The plaintiffs’ first and second attempts to force IDOC to implement the settlement were unsuccessful. Both times, the court held that the defendants should have more time to reach full compliance with the agreement. Then, as plaintiffs were preparing to bring a third motion to enforce the settlement, defendants—for the first time—argued that the settlement agreement was not enforceable at all, citing the Prison Litigation Reform Act (PLRA).  

Under the PLRA, all settlements are divided into two categories: consent decrees and private settlement agreements. Consent decrees are agreements that must specifically address a constitutional violation, and the court retains jurisdiction to enforce the agreement. Meanwhile, in private settlement agreements, the court has no power of enforcement.  

We believed we were being creative with our settlement agreement because the plaintiffs, the defendants, and the judge all believed that the settlement was a private settlement agreement. With this, we wouldn’t need a constitutional violation to be found, to which we thought IDOC would never agree.  

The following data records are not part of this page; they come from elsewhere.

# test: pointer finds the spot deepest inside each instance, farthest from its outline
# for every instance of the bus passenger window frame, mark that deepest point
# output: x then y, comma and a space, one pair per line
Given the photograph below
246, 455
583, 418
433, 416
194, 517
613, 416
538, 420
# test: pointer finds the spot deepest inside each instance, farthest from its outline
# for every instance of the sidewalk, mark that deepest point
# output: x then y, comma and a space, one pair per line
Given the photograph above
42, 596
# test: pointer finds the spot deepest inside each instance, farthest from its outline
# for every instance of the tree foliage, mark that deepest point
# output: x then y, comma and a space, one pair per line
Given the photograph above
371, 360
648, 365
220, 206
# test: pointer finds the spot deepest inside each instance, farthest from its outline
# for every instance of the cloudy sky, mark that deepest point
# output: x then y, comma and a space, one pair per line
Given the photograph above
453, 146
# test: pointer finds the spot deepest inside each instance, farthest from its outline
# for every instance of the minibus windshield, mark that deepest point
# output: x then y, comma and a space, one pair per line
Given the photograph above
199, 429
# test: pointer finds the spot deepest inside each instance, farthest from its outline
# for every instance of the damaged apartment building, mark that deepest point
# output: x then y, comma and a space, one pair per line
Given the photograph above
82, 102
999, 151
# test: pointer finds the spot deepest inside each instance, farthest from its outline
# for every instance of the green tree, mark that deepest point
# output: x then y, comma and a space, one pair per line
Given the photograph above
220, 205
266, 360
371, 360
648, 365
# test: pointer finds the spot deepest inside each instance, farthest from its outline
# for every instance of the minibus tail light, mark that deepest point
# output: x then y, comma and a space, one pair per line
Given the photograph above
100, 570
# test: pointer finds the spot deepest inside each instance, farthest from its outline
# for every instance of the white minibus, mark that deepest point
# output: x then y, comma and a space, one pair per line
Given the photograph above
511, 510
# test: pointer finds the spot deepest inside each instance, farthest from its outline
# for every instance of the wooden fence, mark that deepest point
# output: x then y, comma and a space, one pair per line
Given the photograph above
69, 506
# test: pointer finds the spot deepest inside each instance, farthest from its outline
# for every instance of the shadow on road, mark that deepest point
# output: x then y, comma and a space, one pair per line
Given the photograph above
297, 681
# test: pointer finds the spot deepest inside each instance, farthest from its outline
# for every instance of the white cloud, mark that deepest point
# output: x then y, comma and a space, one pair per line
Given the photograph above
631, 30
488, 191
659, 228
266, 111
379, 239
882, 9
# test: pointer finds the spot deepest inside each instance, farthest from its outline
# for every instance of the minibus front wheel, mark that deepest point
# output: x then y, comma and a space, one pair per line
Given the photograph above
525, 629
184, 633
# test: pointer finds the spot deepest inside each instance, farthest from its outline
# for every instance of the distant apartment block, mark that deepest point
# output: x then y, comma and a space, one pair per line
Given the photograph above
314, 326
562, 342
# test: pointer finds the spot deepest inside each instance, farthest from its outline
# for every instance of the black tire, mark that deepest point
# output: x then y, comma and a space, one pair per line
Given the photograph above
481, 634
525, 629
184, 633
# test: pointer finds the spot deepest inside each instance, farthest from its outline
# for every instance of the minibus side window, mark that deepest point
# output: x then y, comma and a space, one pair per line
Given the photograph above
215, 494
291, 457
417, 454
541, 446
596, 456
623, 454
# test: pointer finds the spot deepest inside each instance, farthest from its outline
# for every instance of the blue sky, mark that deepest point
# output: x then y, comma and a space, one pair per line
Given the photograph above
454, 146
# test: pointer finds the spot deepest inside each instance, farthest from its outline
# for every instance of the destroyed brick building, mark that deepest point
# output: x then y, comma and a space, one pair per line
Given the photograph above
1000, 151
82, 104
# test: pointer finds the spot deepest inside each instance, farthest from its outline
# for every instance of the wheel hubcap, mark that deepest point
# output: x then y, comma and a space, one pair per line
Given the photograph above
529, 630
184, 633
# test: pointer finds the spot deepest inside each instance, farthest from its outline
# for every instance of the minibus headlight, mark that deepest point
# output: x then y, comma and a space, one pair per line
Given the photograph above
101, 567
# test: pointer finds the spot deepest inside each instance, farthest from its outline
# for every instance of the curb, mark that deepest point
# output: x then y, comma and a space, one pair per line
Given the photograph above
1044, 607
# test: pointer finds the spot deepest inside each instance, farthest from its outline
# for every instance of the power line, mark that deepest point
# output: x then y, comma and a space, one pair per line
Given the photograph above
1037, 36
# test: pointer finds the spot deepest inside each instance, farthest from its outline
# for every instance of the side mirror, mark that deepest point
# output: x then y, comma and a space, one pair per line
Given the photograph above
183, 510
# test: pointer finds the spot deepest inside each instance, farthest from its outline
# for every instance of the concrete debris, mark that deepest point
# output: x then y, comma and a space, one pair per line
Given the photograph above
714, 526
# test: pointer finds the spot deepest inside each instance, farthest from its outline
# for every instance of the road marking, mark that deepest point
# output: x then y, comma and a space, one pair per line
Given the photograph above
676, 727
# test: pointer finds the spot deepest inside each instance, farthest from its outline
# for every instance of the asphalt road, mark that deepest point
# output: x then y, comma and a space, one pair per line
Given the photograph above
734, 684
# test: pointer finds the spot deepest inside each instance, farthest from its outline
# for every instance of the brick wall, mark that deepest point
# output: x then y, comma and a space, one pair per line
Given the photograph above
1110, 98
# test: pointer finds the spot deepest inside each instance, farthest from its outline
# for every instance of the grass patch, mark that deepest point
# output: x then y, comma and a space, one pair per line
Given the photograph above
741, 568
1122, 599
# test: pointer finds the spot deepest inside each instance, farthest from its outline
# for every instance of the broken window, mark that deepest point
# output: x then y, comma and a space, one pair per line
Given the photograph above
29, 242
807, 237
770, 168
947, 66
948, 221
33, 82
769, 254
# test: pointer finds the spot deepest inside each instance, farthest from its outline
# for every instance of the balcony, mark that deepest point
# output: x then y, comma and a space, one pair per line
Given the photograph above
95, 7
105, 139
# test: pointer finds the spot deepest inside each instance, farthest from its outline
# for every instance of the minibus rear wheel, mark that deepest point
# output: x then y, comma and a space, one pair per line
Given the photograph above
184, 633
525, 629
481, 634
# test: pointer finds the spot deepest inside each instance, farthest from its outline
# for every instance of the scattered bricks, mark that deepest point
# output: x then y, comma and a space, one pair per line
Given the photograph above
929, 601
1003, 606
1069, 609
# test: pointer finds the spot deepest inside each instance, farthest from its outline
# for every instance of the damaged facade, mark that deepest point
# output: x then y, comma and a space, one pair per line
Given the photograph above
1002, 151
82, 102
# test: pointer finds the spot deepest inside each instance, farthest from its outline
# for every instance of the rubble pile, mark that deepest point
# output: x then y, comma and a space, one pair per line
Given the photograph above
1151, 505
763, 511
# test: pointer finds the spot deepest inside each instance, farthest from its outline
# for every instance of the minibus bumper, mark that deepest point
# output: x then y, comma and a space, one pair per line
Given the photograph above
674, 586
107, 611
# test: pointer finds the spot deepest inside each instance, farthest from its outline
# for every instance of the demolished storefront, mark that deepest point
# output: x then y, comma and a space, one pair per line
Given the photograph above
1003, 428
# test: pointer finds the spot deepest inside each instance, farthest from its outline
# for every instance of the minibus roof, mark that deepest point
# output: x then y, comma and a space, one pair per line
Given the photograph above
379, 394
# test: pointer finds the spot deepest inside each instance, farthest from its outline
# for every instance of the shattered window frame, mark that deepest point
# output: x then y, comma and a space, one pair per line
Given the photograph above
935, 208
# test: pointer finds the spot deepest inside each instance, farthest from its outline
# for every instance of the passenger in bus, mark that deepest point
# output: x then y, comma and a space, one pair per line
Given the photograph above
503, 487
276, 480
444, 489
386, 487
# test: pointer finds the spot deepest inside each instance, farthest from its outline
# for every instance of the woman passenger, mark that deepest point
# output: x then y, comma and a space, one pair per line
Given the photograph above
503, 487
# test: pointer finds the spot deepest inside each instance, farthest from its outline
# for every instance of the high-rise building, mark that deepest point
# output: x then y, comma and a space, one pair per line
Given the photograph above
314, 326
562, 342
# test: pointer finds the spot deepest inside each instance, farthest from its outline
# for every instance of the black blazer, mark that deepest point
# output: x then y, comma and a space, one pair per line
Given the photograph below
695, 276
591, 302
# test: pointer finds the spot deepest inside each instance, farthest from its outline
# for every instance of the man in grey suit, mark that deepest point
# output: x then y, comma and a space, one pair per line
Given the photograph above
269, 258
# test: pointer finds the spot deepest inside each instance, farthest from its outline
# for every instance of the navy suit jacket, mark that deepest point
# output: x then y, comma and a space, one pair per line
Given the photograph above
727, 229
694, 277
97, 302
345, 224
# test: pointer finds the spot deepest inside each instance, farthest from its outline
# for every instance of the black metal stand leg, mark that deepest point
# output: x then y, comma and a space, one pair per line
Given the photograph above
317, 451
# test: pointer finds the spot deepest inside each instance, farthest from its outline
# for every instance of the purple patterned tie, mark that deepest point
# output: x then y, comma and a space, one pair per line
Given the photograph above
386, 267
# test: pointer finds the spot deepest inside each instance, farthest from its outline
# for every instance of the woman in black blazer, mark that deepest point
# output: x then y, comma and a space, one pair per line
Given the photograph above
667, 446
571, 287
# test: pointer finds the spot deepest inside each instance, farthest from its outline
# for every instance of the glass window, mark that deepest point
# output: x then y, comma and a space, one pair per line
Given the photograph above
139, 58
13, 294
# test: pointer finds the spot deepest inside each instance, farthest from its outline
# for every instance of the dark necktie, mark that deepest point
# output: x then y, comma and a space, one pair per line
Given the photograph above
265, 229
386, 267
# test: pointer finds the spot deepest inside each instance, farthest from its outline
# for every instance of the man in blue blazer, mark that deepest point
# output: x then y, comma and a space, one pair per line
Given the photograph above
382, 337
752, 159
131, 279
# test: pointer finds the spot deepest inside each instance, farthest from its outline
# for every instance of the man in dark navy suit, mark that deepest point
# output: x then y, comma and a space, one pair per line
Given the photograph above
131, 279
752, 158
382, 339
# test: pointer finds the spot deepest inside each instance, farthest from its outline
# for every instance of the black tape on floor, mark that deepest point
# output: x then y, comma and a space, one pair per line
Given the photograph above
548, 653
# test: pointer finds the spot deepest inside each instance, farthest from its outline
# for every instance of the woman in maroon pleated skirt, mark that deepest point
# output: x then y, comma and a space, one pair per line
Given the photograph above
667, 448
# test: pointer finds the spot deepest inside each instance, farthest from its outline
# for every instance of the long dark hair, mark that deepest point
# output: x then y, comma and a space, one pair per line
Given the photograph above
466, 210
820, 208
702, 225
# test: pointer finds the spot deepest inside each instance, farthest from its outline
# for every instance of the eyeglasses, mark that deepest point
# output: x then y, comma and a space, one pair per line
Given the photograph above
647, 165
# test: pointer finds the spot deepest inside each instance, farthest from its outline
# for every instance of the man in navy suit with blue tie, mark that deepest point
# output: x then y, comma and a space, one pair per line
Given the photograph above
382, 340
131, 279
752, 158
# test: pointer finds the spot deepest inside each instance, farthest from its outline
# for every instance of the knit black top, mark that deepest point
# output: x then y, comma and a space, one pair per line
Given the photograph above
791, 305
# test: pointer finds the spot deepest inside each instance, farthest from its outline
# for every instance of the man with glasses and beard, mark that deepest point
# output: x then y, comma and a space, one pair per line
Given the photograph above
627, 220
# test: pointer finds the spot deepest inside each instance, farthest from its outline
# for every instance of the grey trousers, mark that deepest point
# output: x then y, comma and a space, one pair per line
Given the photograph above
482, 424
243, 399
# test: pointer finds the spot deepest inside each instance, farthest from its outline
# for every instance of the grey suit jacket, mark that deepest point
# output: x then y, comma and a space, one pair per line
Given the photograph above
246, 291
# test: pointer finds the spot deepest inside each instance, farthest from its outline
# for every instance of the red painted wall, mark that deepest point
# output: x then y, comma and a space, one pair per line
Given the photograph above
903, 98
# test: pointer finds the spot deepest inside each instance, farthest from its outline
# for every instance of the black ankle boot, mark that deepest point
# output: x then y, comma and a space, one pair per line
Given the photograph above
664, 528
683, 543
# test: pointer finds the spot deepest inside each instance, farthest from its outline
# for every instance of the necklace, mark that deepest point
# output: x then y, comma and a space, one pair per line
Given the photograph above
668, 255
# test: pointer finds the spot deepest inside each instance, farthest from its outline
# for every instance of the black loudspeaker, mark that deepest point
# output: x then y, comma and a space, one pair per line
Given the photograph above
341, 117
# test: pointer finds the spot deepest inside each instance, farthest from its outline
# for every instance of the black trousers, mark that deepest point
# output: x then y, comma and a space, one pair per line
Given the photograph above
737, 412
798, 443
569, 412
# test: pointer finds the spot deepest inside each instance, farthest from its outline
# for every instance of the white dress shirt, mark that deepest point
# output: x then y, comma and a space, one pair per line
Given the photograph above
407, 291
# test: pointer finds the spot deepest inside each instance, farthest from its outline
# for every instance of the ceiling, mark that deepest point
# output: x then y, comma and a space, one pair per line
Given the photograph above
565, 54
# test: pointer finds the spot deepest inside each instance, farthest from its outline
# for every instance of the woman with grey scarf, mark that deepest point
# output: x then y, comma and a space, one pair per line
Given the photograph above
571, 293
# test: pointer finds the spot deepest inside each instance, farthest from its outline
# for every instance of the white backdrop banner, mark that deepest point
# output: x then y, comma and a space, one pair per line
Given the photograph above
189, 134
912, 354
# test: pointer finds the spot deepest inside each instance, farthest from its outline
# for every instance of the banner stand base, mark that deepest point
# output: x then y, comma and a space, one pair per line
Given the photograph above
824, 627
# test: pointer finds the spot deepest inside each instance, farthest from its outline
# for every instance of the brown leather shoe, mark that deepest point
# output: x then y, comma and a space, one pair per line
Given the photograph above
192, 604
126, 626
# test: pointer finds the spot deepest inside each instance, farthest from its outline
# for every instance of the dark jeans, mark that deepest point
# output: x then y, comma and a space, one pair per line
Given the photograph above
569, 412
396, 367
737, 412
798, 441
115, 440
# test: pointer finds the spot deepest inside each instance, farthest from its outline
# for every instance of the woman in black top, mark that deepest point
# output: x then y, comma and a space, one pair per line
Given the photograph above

In 2022, defendants unexpectedly reversed course, and argued that the settlement was not (as everyone had heretofore agreed) a private settlement agreement; rather, it was a consent decree because the court retained jurisdiction. However, defendants argued, since the settlement did not have the required constitutional violation, it also was not enforceable as a consent decree. In other words, it was a settlement which could not be enforced at all. 

An Unjust Outcome 

After months of briefing and argument, the trial court agreed with IDOC, and found that the settlement was neither a consent decree nor a private settlement agreement. The court thus returned the case to  trial. The Impact Fund helped fund updated expert reports, which only confirmed that the system—after more than a decade of litigation—still did not provide meaningful treatment to Illinois prisoners with serious mental illnesses.